When ions decay from a higher energy state to a lower energy state, the lost energy is emitted as a photon. Photons are something we can measure. In our example, both of our computational basis states are in S1/2. We can make the ions fluoresce by hitting them with a laser with the appropriate wavelength to drive transitions between P1/2 and S1/2. The laser drives transitions in both directions, so if we keep the laser on, the ions will continuously swap between P1/2 and S1/2, emitting photons when they move from the higher energy state to the lower.
However, because both of our computational bases are in S1/2, we won't be able to differentiate between measuring a 0 and a 1! The properties of this transition are such that it's not feasible to have a laser that could select one of our two states within S1/2. Luckily, the transitions between S1/2 and D5/2 can be driven selectively.

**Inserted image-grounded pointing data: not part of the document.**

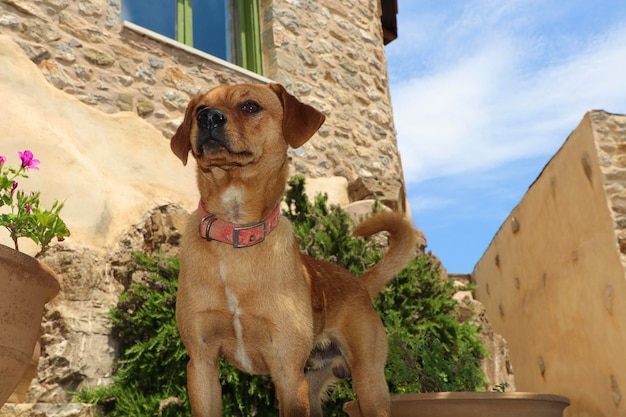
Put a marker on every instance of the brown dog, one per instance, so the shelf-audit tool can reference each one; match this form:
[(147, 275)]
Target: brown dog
[(245, 291)]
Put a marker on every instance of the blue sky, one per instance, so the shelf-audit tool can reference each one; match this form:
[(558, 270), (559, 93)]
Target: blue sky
[(484, 92)]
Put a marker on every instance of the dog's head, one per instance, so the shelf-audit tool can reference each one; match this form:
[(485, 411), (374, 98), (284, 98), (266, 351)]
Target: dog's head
[(233, 126)]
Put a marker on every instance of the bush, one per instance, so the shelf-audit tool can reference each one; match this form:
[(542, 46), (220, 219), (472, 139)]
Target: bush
[(429, 350)]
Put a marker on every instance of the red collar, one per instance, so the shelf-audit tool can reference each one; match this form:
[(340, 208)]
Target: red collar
[(212, 228)]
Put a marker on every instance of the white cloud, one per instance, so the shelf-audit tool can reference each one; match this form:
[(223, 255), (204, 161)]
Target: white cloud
[(497, 97)]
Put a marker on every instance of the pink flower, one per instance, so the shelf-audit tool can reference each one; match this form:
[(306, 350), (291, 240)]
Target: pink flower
[(28, 161)]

So, prior to measurement we "shelve" by mapping one of our bases only to an excitation state in D5/2. Measurement is then done when inducing fluorescence: this is when we get a final 0 or 1 measurement out from each qubit. The ions will be in a superposition of a state in S1/2 and a state in D5/2. Some will be measured to have been in S1/2 (as these will fluoresce, which we measure as 1) and others will be in D5/2 (as these will not fluoresce, which we measure as 0).
The D5/2 is stable enough for us to keep the ions there until we've collected enough photons to make a measurement. We can tune our light detection to photons of the frequency that will be emitted by P1/2 -> S1/2 transitions, so that other spontaneous decay does not affect our measurements.
Will quantum computers replace classical computers?
Quantum computers are only well-suited to certain classes of problems, so I don't think it's likely that they'd replace classical computers. The goal is to enable solving of computational problems we can't solve today, not to solve the same problems with a new kind of computation.
Are quantum computers useful?
Not yet! Lol.
But hopefully they will one day enable us to do useful things we can't do today. The most exciting one for me is that quantum computers should enable more simulation of quantum mechanics, which in turn will enable better drug discovery.